The Grand review is hosting a showdown featuring Dolph Lundgren in a zombie-mashing ode to 80s action movies.


There are numerous things that I find unpleasant in this world, such as Nazis, modern art, and vegans. However, my ultimate disdain is reserved for vampires.” This statement is delivered by Dolph Lundgren in a fierce tone, donning a ridiculous wig and showcasing his karate skills as he fights off a group of undead beings. Lundgren portrays Claude Luc Hallyday, an aging action star known for starring in low-budget films with over-the-top titles (like “Moses v the Nazis!”). Although he is a supporting character, Lundgren steals the show in Orson Oblowitz’s sentimental and somewhat comical tribute to the film industry. The story takes place in a stunning movie theater owned by someone who has a fascination with the tough-guy persona of Hallyday, constantly rewatching his 80s action movies. Hilarious parody scenes of these films are featured as mini-movies within the main movie.

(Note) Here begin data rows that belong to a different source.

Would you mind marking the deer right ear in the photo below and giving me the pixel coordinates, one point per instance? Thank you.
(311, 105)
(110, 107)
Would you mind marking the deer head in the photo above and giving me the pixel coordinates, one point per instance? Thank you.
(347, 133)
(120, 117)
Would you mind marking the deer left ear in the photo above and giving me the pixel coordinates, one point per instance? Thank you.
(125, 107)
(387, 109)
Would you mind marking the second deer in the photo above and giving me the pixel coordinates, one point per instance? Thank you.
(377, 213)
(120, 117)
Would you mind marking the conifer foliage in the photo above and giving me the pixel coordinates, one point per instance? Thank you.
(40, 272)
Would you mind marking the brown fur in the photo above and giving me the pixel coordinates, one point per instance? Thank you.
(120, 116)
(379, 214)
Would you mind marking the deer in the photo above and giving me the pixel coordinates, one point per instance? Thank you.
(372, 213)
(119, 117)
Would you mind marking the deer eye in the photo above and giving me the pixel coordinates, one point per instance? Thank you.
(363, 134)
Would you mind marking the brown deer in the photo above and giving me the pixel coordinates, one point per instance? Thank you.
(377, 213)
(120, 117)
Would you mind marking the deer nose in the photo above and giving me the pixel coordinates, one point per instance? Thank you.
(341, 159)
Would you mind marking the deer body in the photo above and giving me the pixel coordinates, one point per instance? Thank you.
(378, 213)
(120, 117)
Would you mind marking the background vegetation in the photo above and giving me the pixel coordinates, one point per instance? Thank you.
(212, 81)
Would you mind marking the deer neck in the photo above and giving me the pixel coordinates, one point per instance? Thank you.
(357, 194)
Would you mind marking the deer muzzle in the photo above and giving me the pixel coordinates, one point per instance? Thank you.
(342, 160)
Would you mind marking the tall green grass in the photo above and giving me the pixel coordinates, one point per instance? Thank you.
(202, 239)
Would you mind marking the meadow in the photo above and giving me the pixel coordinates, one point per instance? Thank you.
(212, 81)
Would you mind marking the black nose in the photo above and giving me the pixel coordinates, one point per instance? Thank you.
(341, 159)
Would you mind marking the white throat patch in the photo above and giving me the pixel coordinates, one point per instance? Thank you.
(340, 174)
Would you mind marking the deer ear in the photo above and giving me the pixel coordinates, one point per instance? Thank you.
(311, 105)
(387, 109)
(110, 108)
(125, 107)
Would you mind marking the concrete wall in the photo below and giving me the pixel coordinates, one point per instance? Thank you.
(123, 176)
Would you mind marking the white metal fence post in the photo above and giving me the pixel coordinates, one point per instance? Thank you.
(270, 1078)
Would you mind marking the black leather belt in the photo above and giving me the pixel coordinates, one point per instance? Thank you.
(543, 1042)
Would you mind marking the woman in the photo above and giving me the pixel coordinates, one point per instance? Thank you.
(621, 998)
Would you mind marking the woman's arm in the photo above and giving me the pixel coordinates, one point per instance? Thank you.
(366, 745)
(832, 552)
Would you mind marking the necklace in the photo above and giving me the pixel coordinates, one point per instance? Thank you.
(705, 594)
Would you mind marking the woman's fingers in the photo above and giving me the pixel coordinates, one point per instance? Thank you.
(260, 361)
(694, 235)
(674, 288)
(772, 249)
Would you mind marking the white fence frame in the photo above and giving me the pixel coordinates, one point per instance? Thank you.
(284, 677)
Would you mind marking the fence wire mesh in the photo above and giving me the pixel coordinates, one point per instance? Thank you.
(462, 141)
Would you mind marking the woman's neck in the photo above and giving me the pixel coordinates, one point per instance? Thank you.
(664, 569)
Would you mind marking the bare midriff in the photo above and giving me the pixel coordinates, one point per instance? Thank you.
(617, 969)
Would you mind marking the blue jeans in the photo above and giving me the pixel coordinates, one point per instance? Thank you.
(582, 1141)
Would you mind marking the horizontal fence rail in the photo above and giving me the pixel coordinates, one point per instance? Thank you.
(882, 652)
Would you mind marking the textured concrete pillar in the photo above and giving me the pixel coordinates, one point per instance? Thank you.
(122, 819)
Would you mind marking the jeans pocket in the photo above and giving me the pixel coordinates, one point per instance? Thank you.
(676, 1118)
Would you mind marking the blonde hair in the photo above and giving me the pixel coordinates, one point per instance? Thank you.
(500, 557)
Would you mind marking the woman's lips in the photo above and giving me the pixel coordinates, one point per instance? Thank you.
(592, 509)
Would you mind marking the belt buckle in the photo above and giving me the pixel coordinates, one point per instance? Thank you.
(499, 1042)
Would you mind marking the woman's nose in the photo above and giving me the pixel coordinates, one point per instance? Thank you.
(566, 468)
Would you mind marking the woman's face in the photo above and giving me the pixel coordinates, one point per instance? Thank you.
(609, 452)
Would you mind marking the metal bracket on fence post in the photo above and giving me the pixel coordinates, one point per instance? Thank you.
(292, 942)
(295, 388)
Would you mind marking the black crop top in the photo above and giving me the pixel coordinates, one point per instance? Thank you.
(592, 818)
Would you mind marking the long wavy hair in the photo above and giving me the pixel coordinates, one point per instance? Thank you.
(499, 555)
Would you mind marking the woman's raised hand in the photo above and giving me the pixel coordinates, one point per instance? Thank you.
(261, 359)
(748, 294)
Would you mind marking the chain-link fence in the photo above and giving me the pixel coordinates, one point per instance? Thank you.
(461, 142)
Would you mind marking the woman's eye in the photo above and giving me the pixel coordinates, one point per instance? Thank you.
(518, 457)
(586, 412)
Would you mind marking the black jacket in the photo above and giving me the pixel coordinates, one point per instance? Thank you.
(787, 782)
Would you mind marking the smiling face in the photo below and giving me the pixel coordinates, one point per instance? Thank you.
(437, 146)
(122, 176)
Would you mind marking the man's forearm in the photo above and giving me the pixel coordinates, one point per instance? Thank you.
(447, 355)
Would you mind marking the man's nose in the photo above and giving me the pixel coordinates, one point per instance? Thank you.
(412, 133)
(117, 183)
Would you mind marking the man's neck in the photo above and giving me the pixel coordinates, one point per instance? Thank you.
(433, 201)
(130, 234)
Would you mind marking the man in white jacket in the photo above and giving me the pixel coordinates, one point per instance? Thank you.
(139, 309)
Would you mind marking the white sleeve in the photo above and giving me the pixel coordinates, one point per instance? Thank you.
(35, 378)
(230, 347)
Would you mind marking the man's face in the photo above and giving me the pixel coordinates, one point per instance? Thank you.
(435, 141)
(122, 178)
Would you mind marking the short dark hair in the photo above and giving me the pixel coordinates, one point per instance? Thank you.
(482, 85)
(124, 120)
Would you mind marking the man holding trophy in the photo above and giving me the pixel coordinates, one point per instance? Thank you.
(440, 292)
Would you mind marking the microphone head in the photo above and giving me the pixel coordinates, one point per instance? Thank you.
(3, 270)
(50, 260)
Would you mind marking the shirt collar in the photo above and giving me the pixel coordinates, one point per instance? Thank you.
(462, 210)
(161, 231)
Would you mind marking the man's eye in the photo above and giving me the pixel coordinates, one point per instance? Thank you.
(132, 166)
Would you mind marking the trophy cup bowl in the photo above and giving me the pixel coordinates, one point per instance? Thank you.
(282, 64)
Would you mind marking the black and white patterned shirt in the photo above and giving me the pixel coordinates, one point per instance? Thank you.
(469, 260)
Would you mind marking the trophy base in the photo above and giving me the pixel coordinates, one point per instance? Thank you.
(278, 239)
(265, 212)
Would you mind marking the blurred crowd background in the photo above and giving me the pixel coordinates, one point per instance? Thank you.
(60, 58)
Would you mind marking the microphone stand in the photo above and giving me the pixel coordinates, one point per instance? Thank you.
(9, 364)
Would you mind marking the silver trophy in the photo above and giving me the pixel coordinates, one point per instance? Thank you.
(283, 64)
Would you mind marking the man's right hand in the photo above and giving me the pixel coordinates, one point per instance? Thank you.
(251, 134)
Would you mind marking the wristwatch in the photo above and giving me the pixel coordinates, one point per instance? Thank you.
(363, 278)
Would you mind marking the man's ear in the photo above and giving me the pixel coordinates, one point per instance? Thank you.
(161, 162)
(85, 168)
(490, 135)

Terrence Howard also delivers a great performance as George, the owner of the Grand cinema that has been in his family since the 1920s. Having grown up in the cinema, Howard portrays George as someone who is not completely connected to the outside world. He dresses like a cowboy in a long leather coat and speaks in a grandiose manner, almost like a character from a classic film. However, his troubles arise when Lynn, a corporate developer played by Amanda Righetti, sets her sights on his cinema and intends to demolish it to make room for upscale apartments.

The movie takes a silly turn as Lynn sends her henchmen to force George into signing the contract. However, George has recruited his idol, Hallyday, who now lives in seclusion in Estonia, for a highly anticipated cameo. Lundgren does a great job portraying the washed-up action star, speaking incoherently and possibly imitating Ozzy Osbourne. This leads to some entertaining scenes and a comedic confrontation with the villains. In the past, this movie would have likely been released straight to video, so releasing it directly for download feels fitting.